Now a new report in the New York Times speculates that the shortages could pose a severe threat to the entire infrastructure of the Internet itself. Companies like Microsoft, Apple, Google, Amazon and others depend on large data centers to handle cloud computing services and other tasks. Those data centers depend on hard drives to run their servers and store the massive amounts of data uploaded by users every day. Demand for cloud computing services continues to grow but the recent hard drive shortages could prevent some companies from scaling their services as required.
John Monroe, a research vice president at the research firm Gartner, claims that if a company like Facebook cannot get enough hard drives for its data centers, it could affect their user base as a whole.

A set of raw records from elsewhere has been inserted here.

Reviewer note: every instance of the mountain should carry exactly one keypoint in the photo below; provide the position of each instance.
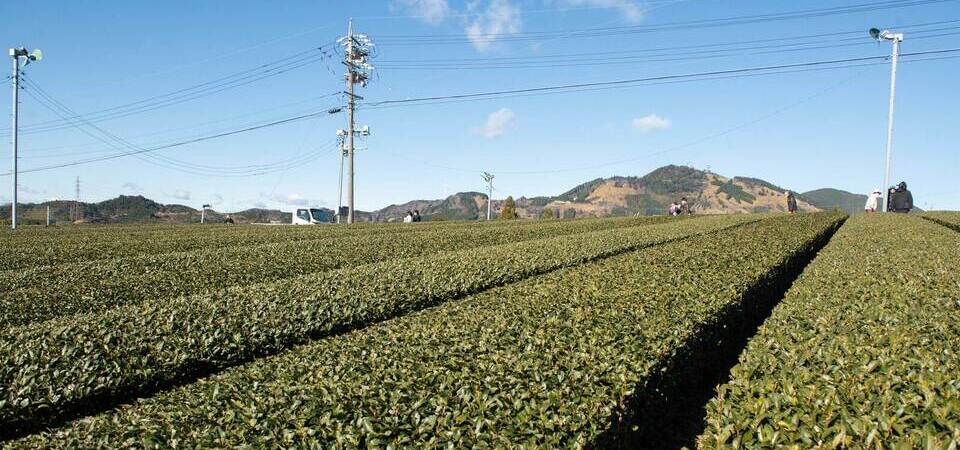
(829, 198)
(706, 192)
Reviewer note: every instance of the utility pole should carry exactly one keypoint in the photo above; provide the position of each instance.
(357, 48)
(77, 214)
(16, 101)
(488, 177)
(341, 134)
(896, 38)
(16, 54)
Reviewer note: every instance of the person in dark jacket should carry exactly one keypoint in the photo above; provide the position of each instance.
(791, 202)
(899, 199)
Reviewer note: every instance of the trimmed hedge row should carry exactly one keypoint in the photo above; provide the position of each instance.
(42, 294)
(65, 365)
(948, 219)
(52, 248)
(548, 362)
(864, 350)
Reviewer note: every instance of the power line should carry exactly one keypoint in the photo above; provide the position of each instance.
(439, 39)
(661, 57)
(194, 92)
(175, 144)
(813, 65)
(654, 78)
(803, 39)
(678, 147)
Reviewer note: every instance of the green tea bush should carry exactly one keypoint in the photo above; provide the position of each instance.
(949, 219)
(30, 248)
(863, 352)
(57, 367)
(42, 294)
(547, 362)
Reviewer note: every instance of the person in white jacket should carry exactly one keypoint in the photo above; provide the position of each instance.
(873, 201)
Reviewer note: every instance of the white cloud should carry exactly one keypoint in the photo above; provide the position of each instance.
(429, 11)
(498, 123)
(292, 199)
(500, 17)
(629, 9)
(131, 186)
(651, 122)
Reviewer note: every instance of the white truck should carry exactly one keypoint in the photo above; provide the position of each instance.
(311, 216)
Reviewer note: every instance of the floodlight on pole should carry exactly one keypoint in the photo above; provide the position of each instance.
(896, 38)
(488, 177)
(28, 57)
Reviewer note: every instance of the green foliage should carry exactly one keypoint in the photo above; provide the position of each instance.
(548, 362)
(509, 210)
(736, 192)
(758, 182)
(861, 353)
(581, 192)
(949, 219)
(50, 367)
(827, 199)
(89, 286)
(674, 180)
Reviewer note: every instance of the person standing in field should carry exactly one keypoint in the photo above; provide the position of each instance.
(873, 202)
(791, 202)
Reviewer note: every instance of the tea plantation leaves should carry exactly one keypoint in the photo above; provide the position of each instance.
(45, 247)
(862, 352)
(542, 363)
(51, 368)
(42, 294)
(949, 219)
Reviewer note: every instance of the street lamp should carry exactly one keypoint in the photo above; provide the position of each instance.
(896, 38)
(16, 54)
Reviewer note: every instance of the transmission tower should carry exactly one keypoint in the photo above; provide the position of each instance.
(357, 50)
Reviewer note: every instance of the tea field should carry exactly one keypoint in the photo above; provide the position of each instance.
(739, 331)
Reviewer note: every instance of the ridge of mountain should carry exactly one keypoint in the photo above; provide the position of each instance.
(706, 192)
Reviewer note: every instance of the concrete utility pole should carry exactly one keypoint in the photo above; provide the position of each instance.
(357, 48)
(343, 154)
(351, 103)
(488, 177)
(896, 38)
(77, 211)
(16, 54)
(16, 94)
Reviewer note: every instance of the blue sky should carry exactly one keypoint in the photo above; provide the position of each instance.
(804, 130)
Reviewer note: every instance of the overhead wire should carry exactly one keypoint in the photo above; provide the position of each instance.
(135, 150)
(234, 80)
(116, 143)
(440, 39)
(652, 78)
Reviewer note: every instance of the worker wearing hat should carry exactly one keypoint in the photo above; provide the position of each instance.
(873, 201)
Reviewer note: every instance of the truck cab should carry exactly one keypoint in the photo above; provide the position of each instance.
(311, 216)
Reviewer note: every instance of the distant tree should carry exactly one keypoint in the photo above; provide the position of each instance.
(509, 210)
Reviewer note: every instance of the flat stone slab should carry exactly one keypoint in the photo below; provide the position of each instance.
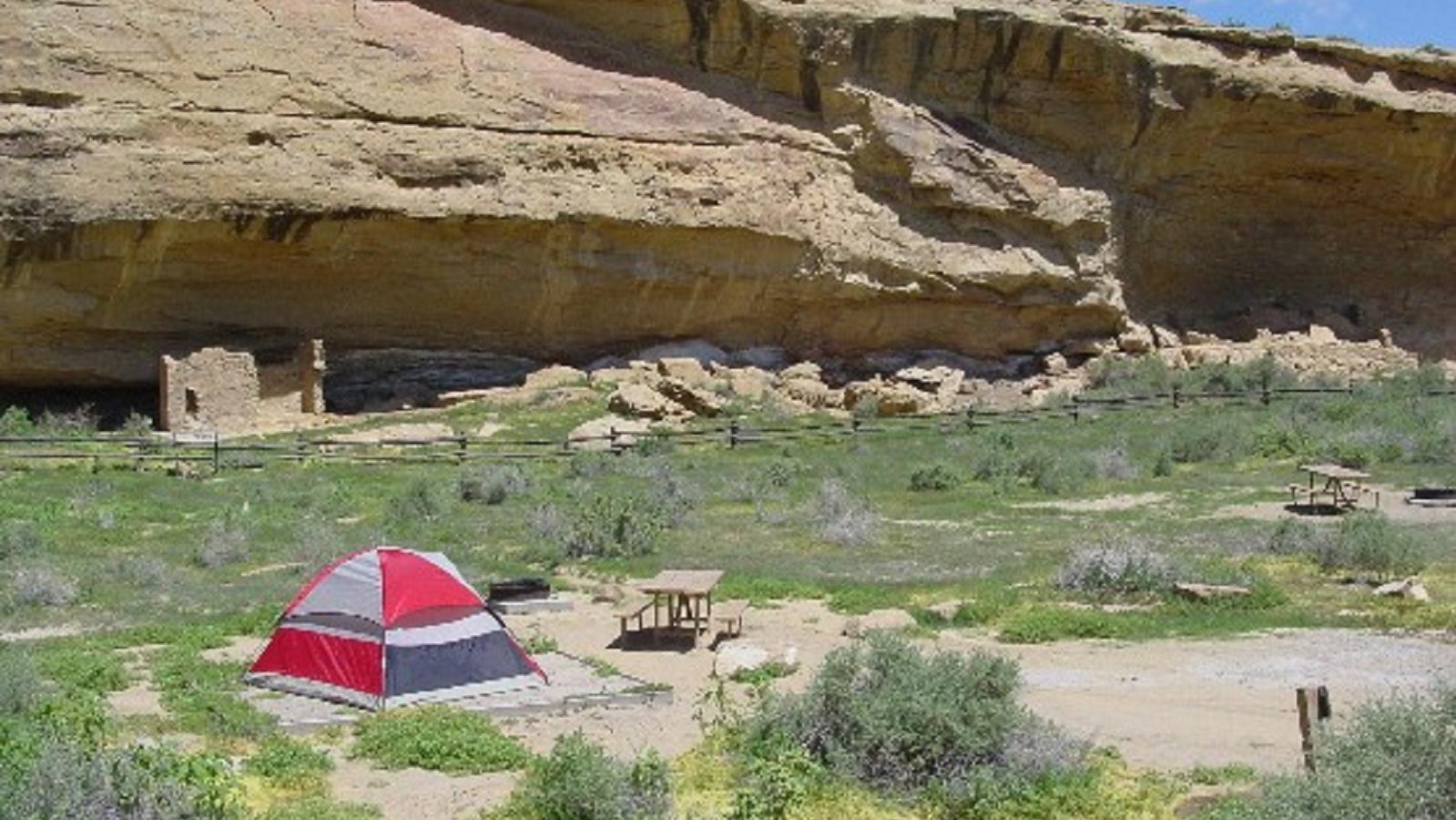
(526, 606)
(574, 685)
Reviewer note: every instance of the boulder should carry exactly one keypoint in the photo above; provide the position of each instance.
(687, 370)
(802, 370)
(889, 398)
(738, 656)
(1322, 335)
(811, 392)
(639, 401)
(1212, 591)
(1056, 364)
(1136, 338)
(1165, 338)
(1409, 589)
(697, 399)
(596, 435)
(760, 357)
(554, 376)
(748, 382)
(947, 610)
(932, 381)
(697, 350)
(877, 620)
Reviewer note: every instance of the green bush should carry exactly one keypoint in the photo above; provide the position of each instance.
(580, 781)
(896, 720)
(289, 764)
(19, 539)
(491, 484)
(1368, 542)
(933, 478)
(1115, 569)
(1365, 542)
(442, 739)
(203, 695)
(21, 683)
(1394, 761)
(89, 669)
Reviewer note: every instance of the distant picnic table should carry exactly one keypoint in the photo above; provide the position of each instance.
(1334, 486)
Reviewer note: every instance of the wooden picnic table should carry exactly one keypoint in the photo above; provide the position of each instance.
(689, 598)
(1341, 486)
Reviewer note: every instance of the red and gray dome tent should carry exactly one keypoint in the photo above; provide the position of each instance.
(391, 627)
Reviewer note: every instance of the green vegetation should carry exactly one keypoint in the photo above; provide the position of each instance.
(580, 781)
(1394, 759)
(289, 764)
(437, 737)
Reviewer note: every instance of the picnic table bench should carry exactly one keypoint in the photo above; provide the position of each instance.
(1343, 487)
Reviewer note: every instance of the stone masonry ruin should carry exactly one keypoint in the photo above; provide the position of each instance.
(219, 389)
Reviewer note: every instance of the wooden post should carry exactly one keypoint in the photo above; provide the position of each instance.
(1314, 708)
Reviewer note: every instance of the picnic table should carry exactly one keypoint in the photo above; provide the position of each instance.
(689, 598)
(1343, 487)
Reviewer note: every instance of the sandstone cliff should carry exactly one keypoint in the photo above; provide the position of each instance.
(564, 178)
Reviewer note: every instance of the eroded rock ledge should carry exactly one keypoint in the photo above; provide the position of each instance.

He states, "You really can’t grow and expand the Internet without the expansion of storage hard drives. There are an awful a lot of ramifying impacts that are being incompletely considered here."
At the moment, current estimates are that for the next two quarters, 50 million less PC hard drives units will be shipped worldwide, although Monroe claims that all hard drive inventories could be "sucked dry" by the first quarter of 2012. If true, it could pose some very serious problems for the tech industry, and for the world's economy in general.